Last Lecture winner described as ‘quirky, weird, brilliant and inspiring’

Philosophy professor Robert Burch tops student vote for favourite instructor.


(Edmonton) Robert Burch asks if we can meet in person. He doesn’t like phone interviews, claiming, “I don’t present myself to best advantage.”

Whether or not that’s true (one suspects it isn’t), the philosophy professor does present himself exceptionally well in the classroom, at least according to the thousands of former students who cast more than 8,000 ballots in the recent Last Lecture competition.

Burch came out on top after some 4,600 people cast more than 20,000 votes in 16 days, beating out David Begg of medicine and history professor Linda Kerr in the final heat. Both former and current students were asked to vote for their favourite instructor, charged with answering this question: “If this were your last time to address a group of students, what would you say to them?”

Burch will present his talk to a sold-out lecture theatre on April 9.

The best part of the competition thus far, he says, is that former students have contacted him from around the world after hearing about it through social media.

“I was starting to get a little full of myself,” he says. “Some of the people who emailed were students back in the 1980s, and so I had a Goodbye Mr.

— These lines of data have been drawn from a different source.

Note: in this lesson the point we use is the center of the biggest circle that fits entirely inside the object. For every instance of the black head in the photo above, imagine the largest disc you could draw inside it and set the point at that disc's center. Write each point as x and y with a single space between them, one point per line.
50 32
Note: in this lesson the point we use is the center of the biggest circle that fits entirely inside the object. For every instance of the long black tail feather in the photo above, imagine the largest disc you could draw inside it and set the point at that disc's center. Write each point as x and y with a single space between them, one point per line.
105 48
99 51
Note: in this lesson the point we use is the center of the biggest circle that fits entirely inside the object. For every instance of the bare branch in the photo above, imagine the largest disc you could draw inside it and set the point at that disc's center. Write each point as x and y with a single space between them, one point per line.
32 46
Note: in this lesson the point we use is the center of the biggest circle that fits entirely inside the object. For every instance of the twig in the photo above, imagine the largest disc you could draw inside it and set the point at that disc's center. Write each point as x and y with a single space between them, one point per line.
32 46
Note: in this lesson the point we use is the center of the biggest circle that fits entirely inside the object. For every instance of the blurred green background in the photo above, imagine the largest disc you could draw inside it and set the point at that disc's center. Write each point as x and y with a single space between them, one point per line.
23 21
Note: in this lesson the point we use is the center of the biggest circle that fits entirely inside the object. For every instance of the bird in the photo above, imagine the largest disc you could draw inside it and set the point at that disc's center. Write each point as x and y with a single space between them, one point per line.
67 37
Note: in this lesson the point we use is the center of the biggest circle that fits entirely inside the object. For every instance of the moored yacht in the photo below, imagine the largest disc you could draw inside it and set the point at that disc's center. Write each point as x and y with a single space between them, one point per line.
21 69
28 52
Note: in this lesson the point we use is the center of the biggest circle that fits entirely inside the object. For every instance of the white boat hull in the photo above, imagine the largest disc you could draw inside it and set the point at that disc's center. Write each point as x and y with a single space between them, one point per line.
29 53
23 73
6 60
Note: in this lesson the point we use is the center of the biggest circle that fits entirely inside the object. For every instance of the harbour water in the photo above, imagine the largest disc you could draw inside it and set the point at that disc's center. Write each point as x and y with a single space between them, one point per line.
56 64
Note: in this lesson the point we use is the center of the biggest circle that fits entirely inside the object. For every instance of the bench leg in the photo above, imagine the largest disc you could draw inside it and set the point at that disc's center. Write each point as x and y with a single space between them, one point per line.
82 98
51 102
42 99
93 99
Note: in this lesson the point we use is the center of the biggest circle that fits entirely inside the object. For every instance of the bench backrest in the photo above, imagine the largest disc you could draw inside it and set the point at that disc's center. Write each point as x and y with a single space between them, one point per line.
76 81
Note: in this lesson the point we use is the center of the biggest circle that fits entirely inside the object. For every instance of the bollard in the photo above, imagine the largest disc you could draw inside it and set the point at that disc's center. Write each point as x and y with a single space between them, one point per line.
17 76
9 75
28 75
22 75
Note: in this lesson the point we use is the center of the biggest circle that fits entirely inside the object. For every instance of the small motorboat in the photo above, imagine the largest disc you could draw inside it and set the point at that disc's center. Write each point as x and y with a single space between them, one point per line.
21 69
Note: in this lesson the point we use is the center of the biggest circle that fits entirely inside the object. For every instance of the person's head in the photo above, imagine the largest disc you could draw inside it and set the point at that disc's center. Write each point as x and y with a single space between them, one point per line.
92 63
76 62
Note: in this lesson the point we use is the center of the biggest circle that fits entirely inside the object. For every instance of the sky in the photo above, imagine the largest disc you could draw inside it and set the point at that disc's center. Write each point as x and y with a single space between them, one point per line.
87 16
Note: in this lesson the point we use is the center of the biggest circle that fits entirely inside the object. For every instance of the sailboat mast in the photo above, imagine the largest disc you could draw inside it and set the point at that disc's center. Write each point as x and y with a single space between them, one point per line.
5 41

Chips moment,” he adds, referring to the 1969 film which, in its final scene, depicts generations of students saying goodbye to their beloved instructor.

"I was really happy when people who I never expected voted for me, or people who I thought didn't like my classes or seemed at the time like they were only pretending they did."

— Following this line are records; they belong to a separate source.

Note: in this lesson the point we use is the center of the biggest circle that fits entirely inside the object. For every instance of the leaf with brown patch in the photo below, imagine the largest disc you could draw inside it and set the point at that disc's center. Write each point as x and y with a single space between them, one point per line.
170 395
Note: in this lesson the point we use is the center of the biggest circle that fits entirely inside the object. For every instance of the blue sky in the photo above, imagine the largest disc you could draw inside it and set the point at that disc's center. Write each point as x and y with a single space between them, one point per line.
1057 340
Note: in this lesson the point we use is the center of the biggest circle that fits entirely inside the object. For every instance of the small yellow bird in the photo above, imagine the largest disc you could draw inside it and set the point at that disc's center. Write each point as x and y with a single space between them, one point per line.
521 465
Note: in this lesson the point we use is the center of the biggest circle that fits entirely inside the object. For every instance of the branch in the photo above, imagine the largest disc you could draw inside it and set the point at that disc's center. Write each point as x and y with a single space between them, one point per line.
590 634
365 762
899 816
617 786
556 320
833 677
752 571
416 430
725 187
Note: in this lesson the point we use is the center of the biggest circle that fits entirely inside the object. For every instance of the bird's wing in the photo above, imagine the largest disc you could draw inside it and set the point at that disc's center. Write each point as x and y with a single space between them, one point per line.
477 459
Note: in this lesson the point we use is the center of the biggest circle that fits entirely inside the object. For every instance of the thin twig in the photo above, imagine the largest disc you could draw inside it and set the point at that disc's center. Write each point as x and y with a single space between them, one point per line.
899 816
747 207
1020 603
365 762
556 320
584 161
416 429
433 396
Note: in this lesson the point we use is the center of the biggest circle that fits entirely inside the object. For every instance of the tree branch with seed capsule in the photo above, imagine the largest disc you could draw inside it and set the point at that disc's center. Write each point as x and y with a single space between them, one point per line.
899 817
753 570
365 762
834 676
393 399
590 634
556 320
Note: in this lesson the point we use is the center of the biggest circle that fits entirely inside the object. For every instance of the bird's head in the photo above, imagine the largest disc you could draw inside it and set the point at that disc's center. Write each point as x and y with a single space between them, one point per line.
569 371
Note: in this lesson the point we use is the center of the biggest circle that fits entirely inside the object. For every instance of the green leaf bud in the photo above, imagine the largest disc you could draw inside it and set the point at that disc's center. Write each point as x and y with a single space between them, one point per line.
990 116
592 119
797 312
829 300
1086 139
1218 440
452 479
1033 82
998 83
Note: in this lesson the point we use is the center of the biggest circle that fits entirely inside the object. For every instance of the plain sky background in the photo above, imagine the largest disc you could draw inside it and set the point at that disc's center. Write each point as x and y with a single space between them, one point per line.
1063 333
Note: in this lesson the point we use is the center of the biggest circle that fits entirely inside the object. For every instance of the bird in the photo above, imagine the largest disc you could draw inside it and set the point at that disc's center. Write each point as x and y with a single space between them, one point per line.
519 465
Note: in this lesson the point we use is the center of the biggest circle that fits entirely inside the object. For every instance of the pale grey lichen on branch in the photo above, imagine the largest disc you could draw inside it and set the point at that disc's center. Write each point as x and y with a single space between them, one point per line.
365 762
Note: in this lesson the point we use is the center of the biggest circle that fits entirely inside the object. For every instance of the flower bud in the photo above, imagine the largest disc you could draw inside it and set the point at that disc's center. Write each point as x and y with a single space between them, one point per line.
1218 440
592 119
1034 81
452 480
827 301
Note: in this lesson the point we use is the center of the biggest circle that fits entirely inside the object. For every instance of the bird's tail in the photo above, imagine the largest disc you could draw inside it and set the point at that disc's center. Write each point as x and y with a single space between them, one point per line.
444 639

The effusive praise of Burch’s teaching that poured in from around the globe is truly impressive, ranging from statements such as, “He lets us think we are capable of reaching the same enormous conclusions as those discovered by history's greatest thinkers” to, “His mastery of contemporary philosophy, history of philosophy, and literature means that he is what one may call a prophet: one who has insights into his times.”

One student remarked, “He's brilliant. And weird. And after one of his classes, I feel like I've not just learned something new, but an entirely new way of thinking.”

The Last Lecture is organized by Alumni Relations in partnership with the Students’ Union and the Centre for Teaching and Learning. It was inspired by the famous prototype delivered by Carnegie Mellon University professor Randy Pausch in 2007. Pausch gave an upbeat, inspirational talk full of life lessons, called “Achieving Your Childhood Dreams,” after learning he had terminal pancreatic cancer.

But don’t expect anything like that brand of self-help optimism from Burch. "I know what I don't want to do, and that's the Randy Pausch lecture,” he says. “I didn't really know about it until this thing got off the ground, but I looked at it online and said, 'This is just not me.’ If my students saw that, they would think I was making some sort of point in a joking way, through parody."

He can’t disclose what he’ll talk about, mainly because he doesn’t believe in scripting his lectures, preferring to jot down half a dozen main points just to keep himself on track.

"When I lecture, I tell a story. I have an opening and a plot to develop, and it should by the end come to some sort of conclusion that will lead to the next day’s lecture."

He does know, however, that he’ll likely comment on what it means to be a philosophy professor, "charged with this strange task, which I think is undoable and unintelligible, which is to teach people how to think.

“The idea we use to sell philosophy, that I can teach you to think or think critically, actually turns out to be the opposite of what philosophical thinking is. Providing answers to logically coherent philosophical questions is really the easiest thing in the world to do,” he says, especially for smart people, whom he distinguishes from those with a genuinely philosophical disposition.

“The really hard thing to do is ask the right kinds of questions, so I'll make some comments on what it means to think philosophically, and why it is that smart people can't think philosophically."

When it comes to advice, Burch may discuss his own career and the challenge of pursuing his discipline in the academy, which tends, in his view, to value smart thinking over philosophical thinking. For inspiration, he will turn to Thus Spoke Zarathustra.

In Friedrich Nietzsche’s 19th-century novel, the ironic prophet gives his last lecture to his disciples, telling them, "Well, you found me. You believe in me, but what does that matter. Now you have to find yourself."

The Last Lecture will take place April 9 at 7 p.m. in room 1-430 and the PCL Lounge in the Centennial Centre for Interdisciplinary Science.